Son dos amores inseparables: el amor a Dios y el amor a los demás. Amar a Dios sin amar a los hermanos y hermanas sería un sin sentido, un amor cojo, imperfecto. No podríamos demostrar que amamos a Dios ya la vez rechazar a quien tenemos al lado. En primer lugar, porque no reconoceríamos en él al hermano oa la hermana; después, porque sería un amor egoísta, vacío, interesado. Al fin y al cabo no reconoceríamos que el otro es también objeto del amor de Dios.

De palabra, todos amamos a todos, pero en la concreción, en el día a día, en la práctica, la cosa ya no está tan clara. Muchas veces fallamos en el amor a los demás porque no son tal como nosotros quisiéramos que fueran. Preferimos, más que ver en ellos a unos hombres y mujeres hechos a imagen de Dios, ver a alguien hecho a nuestra imagen, a nuestra conveniencia. Esto nos sucede individualmente en el ámbito familiar, laboral o de vecindad. ¿Cuántos conflictos salen de esta incomprensión de la realidad plural de la humanidad? Nos cuesta poco, muy poco, a veces, cortar lazos familiares o sociales si la realidad no es la que nosotros quisiéramos que fuera, y muchas veces la realidad tal y como se nos provoca frustración, o directamente rechazo. Queremos amar a los demás, ciertamente, pero a nuestro modo, no como nos pide el Señor.

Esto es cierto en el ámbito particular, y también lo es en lo social. Por eso a menudo estamos dispuestos a ayudar de palabra pero no queremos correr el riesgo de perder nuestra paz, nuestra tranquilidad, y no queremos enfangarnos en el lodo del amor. De ahí que pidamos o exigimos a los poderes públicos que en cierto modo nos limpien la conciencia, que nos hagan un trabajo que también nos corresponde a cada uno de nosotros, ya veces incluso ponemos trabas cuando existe una voluntad firme de abordar un problema y no nos complace la manera, el lugar o el momento en que se hace. Quizás lo que no nos place es que nos importunen y nos saquen de nuestra rutinaria comodidad.
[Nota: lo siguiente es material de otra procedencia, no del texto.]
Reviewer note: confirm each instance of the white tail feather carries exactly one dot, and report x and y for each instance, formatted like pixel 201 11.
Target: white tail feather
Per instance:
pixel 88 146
Amar puede ser incómodo a veces. De hecho, si lo miramos desde una perspectiva egoísta, lo es; lo que sucede es que cuando amamos, cuando nos mueve el amor, no nos damos cuenta de la molestia, y lo hacemos con agrado, de corazón. Mientras que cuando nos sentimos incómodos, molestos, lo que ocurre es que no amamos de verdad. San Pablo lo expresa muy bien cuando escribe: «El que ama es paciente, es bondadoso; (…) todo lo excusa, todo lo cree, todo lo espera, todo lo soporta» (1Co 13). Amar a Dios es amar a los demás.